Justine Triet’s incredible Anatomy of a Fall hinges on how the legal system uses euphemisms about “opinion” and “facts”, memory, gender and love to manipulate the meaning of justice. In “How to Have Sex,” a debut by Molly Manning Walker, a young English woman on holiday with her friends discovers how cruel some male acquaintances can use language to cover up bad behavior. At its core, About Dry Grasses by the great Turkish director Nuri Bilge Ceylan is about a teacher who feels comfortable with the misogyny around him, despite feeling that he is above the people of his village. Sean Price Williams’ “The Sweet East” is a fast-paced tour of the dumbest underbelly of American society: white supremacists, misogynist violence, a world that gleefully sexualizes young women. Or there is “Monster” by master filmmaker Hirokazu Kore-eda, a story that twists and turns again and again and only towards the end reveals how much it is about the power of lazy language to distort a child’s self-image. Even “The Idol,” Sam Levinson’s new HBO show (two episodes of which premiered in Cannes), takes on the theme in its own way, embodying the same ferocious hatred of young women in the pop industry that she seems intent on impaling.
The list goes on; What’s striking is how often this year’s Cannes films have actually been about the simple banality of evil perpetuated or committed by ordinary people who have left thinking behind and instead followed the system in which they find themselves.

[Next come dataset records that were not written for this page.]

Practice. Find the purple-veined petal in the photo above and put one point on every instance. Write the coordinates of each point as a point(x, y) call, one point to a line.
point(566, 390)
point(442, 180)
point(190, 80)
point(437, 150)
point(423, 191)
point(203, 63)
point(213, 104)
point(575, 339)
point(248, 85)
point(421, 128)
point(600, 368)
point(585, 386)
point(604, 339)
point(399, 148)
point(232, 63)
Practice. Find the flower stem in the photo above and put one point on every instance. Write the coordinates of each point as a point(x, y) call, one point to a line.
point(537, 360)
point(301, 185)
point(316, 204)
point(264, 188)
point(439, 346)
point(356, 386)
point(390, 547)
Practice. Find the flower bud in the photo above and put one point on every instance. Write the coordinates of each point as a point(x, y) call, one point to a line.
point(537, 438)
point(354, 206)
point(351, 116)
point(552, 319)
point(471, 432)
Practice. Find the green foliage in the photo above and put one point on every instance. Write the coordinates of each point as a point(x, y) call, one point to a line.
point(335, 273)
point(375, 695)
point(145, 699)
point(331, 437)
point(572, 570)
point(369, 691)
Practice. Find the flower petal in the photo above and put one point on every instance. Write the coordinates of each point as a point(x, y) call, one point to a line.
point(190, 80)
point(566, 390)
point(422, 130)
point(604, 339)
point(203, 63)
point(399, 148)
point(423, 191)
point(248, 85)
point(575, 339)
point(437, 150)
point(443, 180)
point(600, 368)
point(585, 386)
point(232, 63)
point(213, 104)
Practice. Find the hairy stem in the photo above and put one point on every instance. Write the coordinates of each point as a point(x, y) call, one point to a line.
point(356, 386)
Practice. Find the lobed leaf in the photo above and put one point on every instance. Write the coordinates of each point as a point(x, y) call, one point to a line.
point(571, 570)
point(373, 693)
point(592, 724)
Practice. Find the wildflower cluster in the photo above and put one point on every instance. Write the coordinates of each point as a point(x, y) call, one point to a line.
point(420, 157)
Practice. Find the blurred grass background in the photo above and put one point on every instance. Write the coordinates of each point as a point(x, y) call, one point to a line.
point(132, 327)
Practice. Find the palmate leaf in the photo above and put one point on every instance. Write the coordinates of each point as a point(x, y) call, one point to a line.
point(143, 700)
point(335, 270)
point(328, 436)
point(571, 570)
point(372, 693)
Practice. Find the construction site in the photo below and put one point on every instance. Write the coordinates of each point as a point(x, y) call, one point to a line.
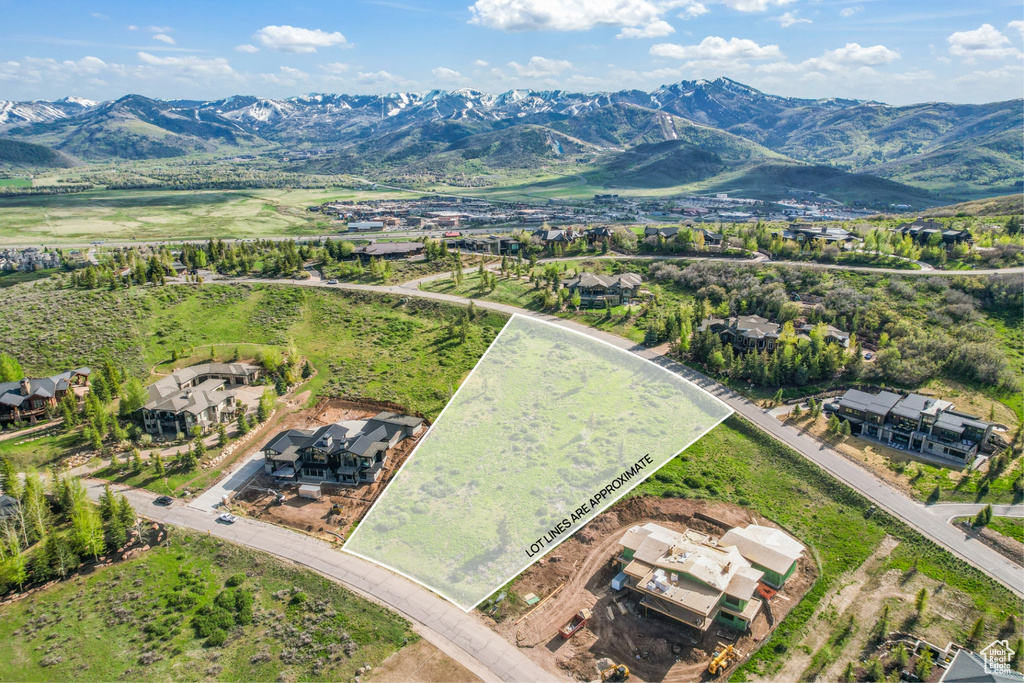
point(332, 513)
point(567, 614)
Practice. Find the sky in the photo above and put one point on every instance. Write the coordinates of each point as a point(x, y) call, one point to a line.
point(896, 51)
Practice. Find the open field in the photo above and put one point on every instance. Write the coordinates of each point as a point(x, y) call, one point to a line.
point(152, 619)
point(361, 345)
point(162, 214)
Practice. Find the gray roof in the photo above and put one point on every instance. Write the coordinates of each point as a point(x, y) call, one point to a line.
point(590, 280)
point(879, 403)
point(45, 387)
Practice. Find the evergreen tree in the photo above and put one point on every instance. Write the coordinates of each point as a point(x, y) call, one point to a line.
point(921, 601)
point(9, 481)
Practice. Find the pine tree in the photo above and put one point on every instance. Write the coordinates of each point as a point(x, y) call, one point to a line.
point(9, 481)
point(136, 461)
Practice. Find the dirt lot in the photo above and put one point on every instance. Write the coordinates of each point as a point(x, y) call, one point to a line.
point(314, 516)
point(421, 663)
point(655, 648)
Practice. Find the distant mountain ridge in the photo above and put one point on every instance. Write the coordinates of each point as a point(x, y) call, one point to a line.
point(932, 145)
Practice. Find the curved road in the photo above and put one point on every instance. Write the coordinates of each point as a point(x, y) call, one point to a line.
point(911, 512)
point(461, 635)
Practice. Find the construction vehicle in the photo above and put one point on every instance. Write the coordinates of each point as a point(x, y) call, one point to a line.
point(720, 660)
point(574, 624)
point(615, 673)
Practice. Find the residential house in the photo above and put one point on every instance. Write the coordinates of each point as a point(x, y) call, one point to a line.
point(923, 230)
point(769, 550)
point(689, 578)
point(348, 453)
point(753, 333)
point(805, 232)
point(595, 290)
point(915, 423)
point(667, 232)
point(29, 398)
point(387, 250)
point(601, 233)
point(197, 395)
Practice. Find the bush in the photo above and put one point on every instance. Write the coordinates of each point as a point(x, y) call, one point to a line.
point(216, 639)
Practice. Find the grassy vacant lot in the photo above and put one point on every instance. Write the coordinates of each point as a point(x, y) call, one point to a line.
point(366, 345)
point(739, 464)
point(1009, 526)
point(142, 620)
point(163, 214)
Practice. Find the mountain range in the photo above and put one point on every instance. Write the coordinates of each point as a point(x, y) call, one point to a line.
point(713, 132)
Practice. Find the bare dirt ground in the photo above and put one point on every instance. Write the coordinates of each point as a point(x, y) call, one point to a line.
point(1010, 548)
point(315, 516)
point(654, 648)
point(421, 663)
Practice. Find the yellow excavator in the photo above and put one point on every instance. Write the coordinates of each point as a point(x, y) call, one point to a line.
point(615, 673)
point(720, 660)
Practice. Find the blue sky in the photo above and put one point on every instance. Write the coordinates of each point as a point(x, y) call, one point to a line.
point(890, 50)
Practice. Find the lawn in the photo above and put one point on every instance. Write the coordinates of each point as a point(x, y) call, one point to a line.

You can’t derive a proclamation about the future from a selection at a film festival, but the lack of exceptional and identifiable villains was, at least in my opinion, striking despite Killers of the Flower Moon. If there is one message coming out of Cannes this year, confusing as it may be, it is that the world is designed to make evil as easy as possible. Whether we choose to think clearly about it is the question that lingers long after the lights go out and the red carpet is rolled out again.